Song by Nusrat Fateh Ali Khan
- Language: Punjabi
- Released: 1992
- Genre: Qawwali
- Composer: Nusrat Fateh Ali Khan
- Lyricist: Shah Hussain

= Man Atkeya Beparwah De Naal =

Qawwali performed by Nusrat Fateh Ali Khan

"Man Atkeya Beparwah De Naal" (Punjabi: من اٹکیا بے پرواہ دے نال; lit "My soul is entangled with the indifferent one”) is a Punjabi qawwali that was originally composed and performed by Ustad Nusrat Fateh Ali Khan. The lyrics were written by the 16th-century Punjabi Sufi poet and mystic Shah Hussain (1538–1599), who lived during the early Mughal era. Although Nusrat had performed live renditions of Man Atkeya Beparwah De Naal from the late 1980s onward, the official recording was released in 1992 on the album Prem Deewani, Vol. 52. Over the years, numerous artists have covered the song, including Javed Bashir and Akbar Ali for Coke Studio Pakistan Season 10, Wahdat Rameez, and Zeeshan Ali.
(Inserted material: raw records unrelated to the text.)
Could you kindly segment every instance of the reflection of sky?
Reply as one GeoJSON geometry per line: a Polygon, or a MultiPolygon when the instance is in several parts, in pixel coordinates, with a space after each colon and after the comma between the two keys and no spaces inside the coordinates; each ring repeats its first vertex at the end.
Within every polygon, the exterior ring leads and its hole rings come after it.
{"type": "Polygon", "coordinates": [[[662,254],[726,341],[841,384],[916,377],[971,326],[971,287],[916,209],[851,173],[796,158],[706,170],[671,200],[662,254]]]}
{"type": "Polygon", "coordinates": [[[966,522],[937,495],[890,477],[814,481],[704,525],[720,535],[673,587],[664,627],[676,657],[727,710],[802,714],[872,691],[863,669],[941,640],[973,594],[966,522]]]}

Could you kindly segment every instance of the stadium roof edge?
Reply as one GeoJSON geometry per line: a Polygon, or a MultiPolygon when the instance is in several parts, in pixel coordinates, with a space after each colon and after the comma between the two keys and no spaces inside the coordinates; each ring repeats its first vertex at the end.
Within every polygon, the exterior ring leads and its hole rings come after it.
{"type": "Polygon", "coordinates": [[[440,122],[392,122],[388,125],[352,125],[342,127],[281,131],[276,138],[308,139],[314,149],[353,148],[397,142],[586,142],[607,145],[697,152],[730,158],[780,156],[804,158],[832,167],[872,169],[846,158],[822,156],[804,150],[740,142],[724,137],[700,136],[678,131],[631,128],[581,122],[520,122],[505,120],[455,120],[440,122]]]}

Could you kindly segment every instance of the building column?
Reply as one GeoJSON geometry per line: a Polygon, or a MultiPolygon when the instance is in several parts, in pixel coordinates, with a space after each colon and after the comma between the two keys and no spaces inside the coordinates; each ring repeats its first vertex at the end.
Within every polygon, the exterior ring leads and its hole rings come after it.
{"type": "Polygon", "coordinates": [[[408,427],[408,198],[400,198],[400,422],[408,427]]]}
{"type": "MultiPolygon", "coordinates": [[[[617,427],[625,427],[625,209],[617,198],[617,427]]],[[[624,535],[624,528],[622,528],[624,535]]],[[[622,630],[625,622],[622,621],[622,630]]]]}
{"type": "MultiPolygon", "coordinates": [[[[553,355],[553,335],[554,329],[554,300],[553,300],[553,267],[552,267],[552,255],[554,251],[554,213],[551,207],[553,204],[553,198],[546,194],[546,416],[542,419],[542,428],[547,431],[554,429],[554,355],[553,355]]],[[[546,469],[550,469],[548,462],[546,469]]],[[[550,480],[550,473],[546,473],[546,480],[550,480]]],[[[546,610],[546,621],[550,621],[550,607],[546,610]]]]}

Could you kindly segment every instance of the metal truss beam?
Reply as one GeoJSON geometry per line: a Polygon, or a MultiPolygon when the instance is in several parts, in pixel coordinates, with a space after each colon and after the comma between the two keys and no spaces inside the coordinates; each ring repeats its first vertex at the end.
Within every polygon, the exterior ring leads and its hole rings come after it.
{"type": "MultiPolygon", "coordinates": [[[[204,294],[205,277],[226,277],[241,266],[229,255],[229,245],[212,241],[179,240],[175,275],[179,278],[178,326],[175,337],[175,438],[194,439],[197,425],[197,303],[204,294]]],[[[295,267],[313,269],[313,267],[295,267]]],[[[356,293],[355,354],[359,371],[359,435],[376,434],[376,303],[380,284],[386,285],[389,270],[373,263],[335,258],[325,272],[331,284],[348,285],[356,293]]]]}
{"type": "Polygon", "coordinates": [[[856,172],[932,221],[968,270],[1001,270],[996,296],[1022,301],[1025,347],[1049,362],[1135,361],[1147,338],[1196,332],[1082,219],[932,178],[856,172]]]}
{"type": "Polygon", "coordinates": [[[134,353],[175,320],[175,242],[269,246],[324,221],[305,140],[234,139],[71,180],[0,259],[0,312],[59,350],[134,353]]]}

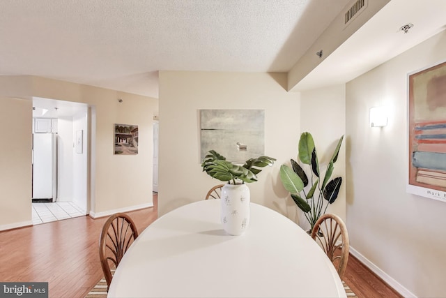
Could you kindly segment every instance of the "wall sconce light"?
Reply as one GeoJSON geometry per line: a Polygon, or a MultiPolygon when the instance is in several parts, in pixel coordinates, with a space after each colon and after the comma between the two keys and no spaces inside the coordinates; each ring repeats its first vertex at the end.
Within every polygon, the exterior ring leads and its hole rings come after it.
{"type": "Polygon", "coordinates": [[[370,109],[370,127],[382,127],[387,125],[387,114],[385,107],[370,109]]]}

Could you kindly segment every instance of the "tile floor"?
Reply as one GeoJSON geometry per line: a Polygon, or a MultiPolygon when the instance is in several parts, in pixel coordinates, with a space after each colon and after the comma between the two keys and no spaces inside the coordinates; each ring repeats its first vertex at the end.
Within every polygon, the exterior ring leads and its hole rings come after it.
{"type": "Polygon", "coordinates": [[[71,202],[33,203],[33,225],[85,215],[71,202]]]}

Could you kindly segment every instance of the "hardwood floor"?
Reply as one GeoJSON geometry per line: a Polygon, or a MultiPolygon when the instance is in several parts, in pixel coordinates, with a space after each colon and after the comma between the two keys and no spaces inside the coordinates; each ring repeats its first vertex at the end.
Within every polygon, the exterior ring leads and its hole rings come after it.
{"type": "Polygon", "coordinates": [[[343,279],[358,298],[403,297],[352,255],[343,279]]]}
{"type": "MultiPolygon", "coordinates": [[[[154,207],[128,212],[141,232],[157,217],[154,207]]],[[[99,234],[107,217],[82,216],[0,232],[0,281],[48,282],[50,297],[84,297],[102,277],[99,234]]],[[[357,259],[348,259],[344,281],[357,295],[401,297],[357,259]]]]}
{"type": "MultiPolygon", "coordinates": [[[[128,212],[142,232],[154,207],[128,212]]],[[[99,235],[108,217],[82,216],[0,232],[0,281],[48,282],[50,297],[84,297],[103,276],[99,235]]]]}

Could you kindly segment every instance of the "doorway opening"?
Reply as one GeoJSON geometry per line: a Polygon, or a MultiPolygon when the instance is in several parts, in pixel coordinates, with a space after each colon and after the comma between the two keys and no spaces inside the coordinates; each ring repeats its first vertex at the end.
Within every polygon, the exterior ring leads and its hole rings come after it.
{"type": "Polygon", "coordinates": [[[32,100],[33,223],[86,215],[88,105],[32,100]]]}

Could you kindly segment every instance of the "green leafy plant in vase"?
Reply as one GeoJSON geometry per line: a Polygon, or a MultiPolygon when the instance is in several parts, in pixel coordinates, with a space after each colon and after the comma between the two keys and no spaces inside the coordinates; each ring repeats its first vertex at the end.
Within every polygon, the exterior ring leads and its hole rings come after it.
{"type": "Polygon", "coordinates": [[[310,231],[319,217],[325,214],[328,204],[332,204],[337,198],[342,177],[330,179],[343,140],[344,135],[339,140],[325,173],[320,171],[314,140],[311,133],[307,132],[300,135],[298,156],[302,166],[307,165],[305,167],[311,172],[309,179],[299,163],[293,159],[291,160],[291,167],[286,165],[280,167],[280,179],[285,189],[290,192],[294,202],[304,212],[310,225],[310,231]],[[306,188],[309,184],[309,189],[306,188]],[[326,201],[325,204],[324,200],[326,201]]]}
{"type": "Polygon", "coordinates": [[[260,167],[272,166],[275,158],[259,156],[249,158],[243,165],[227,161],[226,158],[210,150],[203,160],[203,171],[209,176],[226,181],[222,188],[220,220],[224,230],[231,235],[243,234],[249,223],[251,195],[246,184],[257,181],[260,167]]]}
{"type": "Polygon", "coordinates": [[[257,174],[261,172],[259,167],[272,166],[275,158],[269,156],[259,156],[249,158],[243,165],[227,161],[226,157],[215,150],[208,152],[203,160],[203,172],[209,176],[229,184],[252,183],[257,181],[257,174]]]}

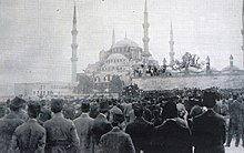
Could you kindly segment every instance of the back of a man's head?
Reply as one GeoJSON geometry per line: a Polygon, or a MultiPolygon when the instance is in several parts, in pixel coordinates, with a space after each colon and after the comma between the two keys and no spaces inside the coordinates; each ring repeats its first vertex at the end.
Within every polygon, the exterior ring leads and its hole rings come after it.
{"type": "Polygon", "coordinates": [[[141,118],[141,116],[143,116],[143,113],[144,113],[143,106],[141,104],[135,104],[134,105],[134,115],[136,118],[141,118]]]}
{"type": "Polygon", "coordinates": [[[59,113],[63,110],[63,100],[62,99],[53,99],[51,101],[51,111],[53,113],[59,113]]]}
{"type": "Polygon", "coordinates": [[[38,102],[30,101],[28,104],[28,115],[29,118],[35,119],[41,112],[41,105],[38,102]]]}
{"type": "Polygon", "coordinates": [[[88,113],[88,112],[90,111],[90,103],[83,102],[83,103],[81,104],[81,111],[82,111],[83,113],[88,113]]]}
{"type": "Polygon", "coordinates": [[[16,96],[12,101],[10,101],[9,109],[14,112],[19,111],[24,103],[26,101],[23,99],[16,96]]]}
{"type": "Polygon", "coordinates": [[[217,99],[216,92],[206,90],[203,93],[203,105],[212,109],[216,104],[216,99],[217,99]]]}

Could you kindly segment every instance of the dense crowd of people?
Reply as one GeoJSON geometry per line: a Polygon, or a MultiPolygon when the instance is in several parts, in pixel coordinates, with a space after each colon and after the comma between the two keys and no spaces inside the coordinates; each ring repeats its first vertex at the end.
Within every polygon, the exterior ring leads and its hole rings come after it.
{"type": "Polygon", "coordinates": [[[0,153],[224,153],[233,136],[244,147],[243,90],[110,100],[17,96],[1,103],[0,118],[0,153]]]}

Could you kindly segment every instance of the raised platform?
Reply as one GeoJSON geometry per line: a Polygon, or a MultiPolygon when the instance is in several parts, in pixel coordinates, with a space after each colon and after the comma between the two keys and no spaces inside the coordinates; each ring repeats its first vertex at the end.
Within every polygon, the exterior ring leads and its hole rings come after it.
{"type": "Polygon", "coordinates": [[[140,89],[145,91],[172,90],[183,88],[206,89],[211,86],[218,86],[221,89],[242,89],[244,88],[244,73],[133,78],[132,83],[136,83],[140,89]]]}

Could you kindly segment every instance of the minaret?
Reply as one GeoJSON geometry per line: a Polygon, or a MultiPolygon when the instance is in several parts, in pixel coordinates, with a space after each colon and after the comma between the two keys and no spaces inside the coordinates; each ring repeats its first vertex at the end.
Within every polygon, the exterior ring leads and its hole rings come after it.
{"type": "Polygon", "coordinates": [[[114,28],[113,28],[113,34],[112,34],[112,47],[113,44],[115,44],[115,32],[114,32],[114,28]]]}
{"type": "Polygon", "coordinates": [[[77,9],[75,9],[75,3],[74,3],[74,9],[73,9],[73,29],[71,31],[72,34],[72,58],[71,58],[71,62],[72,62],[72,75],[71,75],[71,82],[77,82],[77,62],[78,62],[78,58],[77,58],[77,49],[78,49],[78,44],[77,44],[77,35],[78,35],[78,30],[77,30],[77,9]]]}
{"type": "Polygon", "coordinates": [[[234,68],[234,58],[233,55],[231,54],[230,57],[230,71],[233,72],[233,68],[234,68]]]}
{"type": "Polygon", "coordinates": [[[243,37],[242,51],[243,51],[243,70],[244,70],[244,0],[242,6],[242,37],[243,37]]]}
{"type": "Polygon", "coordinates": [[[206,73],[210,73],[210,57],[206,57],[206,73]]]}
{"type": "Polygon", "coordinates": [[[144,8],[144,23],[142,24],[142,27],[144,29],[144,37],[143,37],[142,41],[144,43],[144,52],[143,52],[143,54],[144,54],[144,58],[148,59],[151,55],[151,53],[149,52],[149,41],[150,41],[150,39],[149,39],[149,27],[150,27],[150,24],[149,24],[149,21],[148,21],[148,17],[149,16],[148,16],[148,3],[146,3],[146,0],[145,0],[145,6],[144,7],[145,7],[144,8]]]}
{"type": "Polygon", "coordinates": [[[170,65],[174,64],[174,38],[173,38],[173,27],[171,21],[171,32],[170,32],[170,65]]]}
{"type": "Polygon", "coordinates": [[[142,53],[142,57],[143,57],[143,76],[146,75],[146,68],[148,68],[148,64],[149,64],[149,57],[151,57],[151,53],[149,52],[149,21],[148,21],[148,3],[146,3],[146,0],[145,0],[145,6],[144,6],[144,23],[142,23],[142,27],[143,27],[143,30],[144,30],[144,37],[142,39],[143,41],[143,44],[144,44],[144,51],[142,53]]]}
{"type": "Polygon", "coordinates": [[[163,65],[165,67],[166,65],[166,59],[163,58],[163,65]]]}
{"type": "Polygon", "coordinates": [[[230,57],[230,67],[233,68],[233,65],[234,65],[234,58],[233,58],[233,55],[231,54],[231,57],[230,57]]]}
In 2026, composer Shashwat Sachdev reimagined Nusrat's version for Aditya Dhar's Hindi film Dhurandhar: The Revenge, incorporating it into the soundtrack under the title "Destiny – Mann Atkeya", performed by Vaibhav Gupta, Shahzad Ali and Token.

== Description ==
The lyrics of Man Atkeya Beparwah De Naal express the poet's complete surrender and entanglement with the Divine Beloved, portrayed as beparwah (indifferent or carefree), a classic Islamic Sufi motif for Allah (God), who remains transcendent and self-sufficient yet irresistibly draws the lover's soul. This state of ecstatic devotion is captured in lines such as “Wasdi Hardam Mann Mere Vich, Soorat Yaar Pyare Di” (“The image of the precious beloved lives constantly within my soul”), illustrating how the divine presence permeates the lover's being, transcending worldly concerns and rendering other attachments meaningless. The Beloved is further understood, within the broader Sufi framework of the poem, as the sovereign of both worlds, this life and the hereafter, reinforcing the totalizing nature of divine love and devotion.
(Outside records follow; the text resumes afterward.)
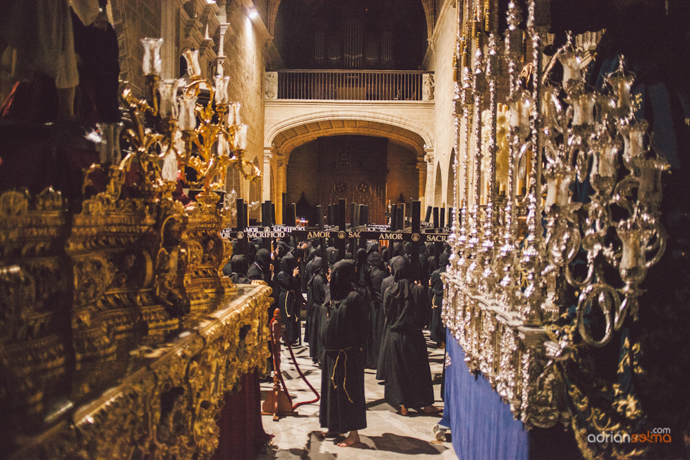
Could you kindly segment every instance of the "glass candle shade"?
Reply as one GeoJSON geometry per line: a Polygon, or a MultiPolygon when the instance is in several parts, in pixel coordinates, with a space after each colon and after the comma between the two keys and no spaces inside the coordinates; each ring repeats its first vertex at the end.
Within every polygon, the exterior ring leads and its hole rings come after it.
{"type": "Polygon", "coordinates": [[[197,98],[179,98],[179,118],[177,126],[182,130],[191,130],[197,127],[197,116],[195,109],[197,107],[197,98]]]}
{"type": "Polygon", "coordinates": [[[177,88],[179,80],[164,80],[159,85],[161,92],[161,103],[159,110],[161,117],[177,118],[177,88]]]}
{"type": "Polygon", "coordinates": [[[161,66],[161,46],[163,39],[141,39],[144,46],[144,62],[141,69],[144,75],[160,75],[161,66]]]}
{"type": "Polygon", "coordinates": [[[223,134],[218,136],[218,156],[230,156],[230,143],[228,142],[228,139],[226,139],[225,136],[223,134]]]}
{"type": "Polygon", "coordinates": [[[625,161],[625,167],[631,169],[633,159],[644,152],[647,123],[626,126],[621,131],[623,133],[623,159],[625,161]]]}
{"type": "Polygon", "coordinates": [[[573,183],[572,174],[564,173],[544,173],[546,178],[546,209],[553,204],[563,207],[570,199],[570,186],[573,183]]]}
{"type": "Polygon", "coordinates": [[[217,75],[213,79],[215,83],[215,103],[228,103],[228,86],[230,83],[230,77],[217,75]]]}
{"type": "Polygon", "coordinates": [[[240,125],[242,123],[239,116],[239,109],[241,104],[233,102],[230,110],[228,111],[228,125],[230,126],[240,125]]]}
{"type": "Polygon", "coordinates": [[[164,181],[177,180],[177,157],[175,154],[175,150],[170,150],[163,159],[163,168],[161,168],[161,178],[164,181]]]}
{"type": "Polygon", "coordinates": [[[647,273],[646,248],[649,241],[647,232],[634,226],[616,229],[623,246],[623,253],[618,270],[620,278],[625,283],[638,283],[647,273]]]}
{"type": "Polygon", "coordinates": [[[558,60],[563,66],[563,88],[582,81],[582,72],[580,70],[580,57],[571,51],[558,55],[558,60]]]}
{"type": "Polygon", "coordinates": [[[592,93],[582,93],[573,98],[573,126],[594,124],[594,104],[596,97],[592,93]]]}
{"type": "Polygon", "coordinates": [[[244,150],[247,148],[247,130],[249,126],[239,125],[235,131],[235,149],[244,150]]]}
{"type": "Polygon", "coordinates": [[[634,75],[626,77],[612,77],[609,79],[609,83],[613,87],[615,93],[615,105],[618,108],[630,108],[632,99],[630,97],[630,88],[635,81],[634,75]]]}
{"type": "Polygon", "coordinates": [[[187,50],[182,54],[187,61],[187,74],[193,80],[201,77],[201,66],[199,63],[199,50],[187,50]]]}

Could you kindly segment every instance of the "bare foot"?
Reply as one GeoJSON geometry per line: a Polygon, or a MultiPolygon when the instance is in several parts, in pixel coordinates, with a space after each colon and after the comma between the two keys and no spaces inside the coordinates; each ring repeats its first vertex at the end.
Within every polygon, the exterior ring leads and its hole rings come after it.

Shah Hussain embraces the role of a humble fakir (Muslim ascetic), expressing the desire for annihilation in the beloved "Kahe Hussain Fakir Numanha, Theewan Khaak Daware Di" ("Says Hussain the worthless fakir: May I become the dust at Your threshold"). This expression resonates with the Sufi concept of fana, the annihilation of the ego in the Divine. The lyrics also acknowledge the limits of formal guidance in the lines “Qazi Mullah Matti Dende, Kharay Sayane Rah Dasende, Ishq Kee Lagay Rah De Naal” (“Judges and clerics give advice; the righteous and wise elders show the way, but love has no fixed path”), emphasizing that while religious scholarship and worldly wisdom have their place, the path of all-consuming spiritual love for the divine transcends formal structures and unfolds through inner experience and grace. This resonates with the Qurʾānic emphasis on purity of intention and the well-known Prophetic saying that actions are judged by intentions, highlighting the primacy of inner sincerity over outward form. Al-Ghazali likewise argues that external acts of worship are meaningful only when animated by inner awareness and intention. The pain of separation from the Divine is poignantly expressed in “Sajan Bin Raatan Hoian Waddiyan” (“Without my beloved, the nights have become endlessly long”), evoking the restless longing that defines the lover's life. This sense of absence is central to Sufi spirituality, where separation (firaq) fuels the desire for union (wisal). Longing (shawq) is presented in classical Sufi thought as a defining feature of the mystical path, in which the pain of separation intensifies awareness of the Divine, a theme elaborated extensively by Ibn Arabi, who describes yearning as both the result of divine attraction and the means by which the lover is drawn toward union. In Nusrat Fateh Ali Khan’s rendition of Man Atkeya Beparwah De Naal, the intertwined themes of longing (shawq), annihilation (fana), and divine attraction are not merely articulated but experientially enacted, transforming the poetic text into a deeply moving prayer of mystical absorption and selfless love.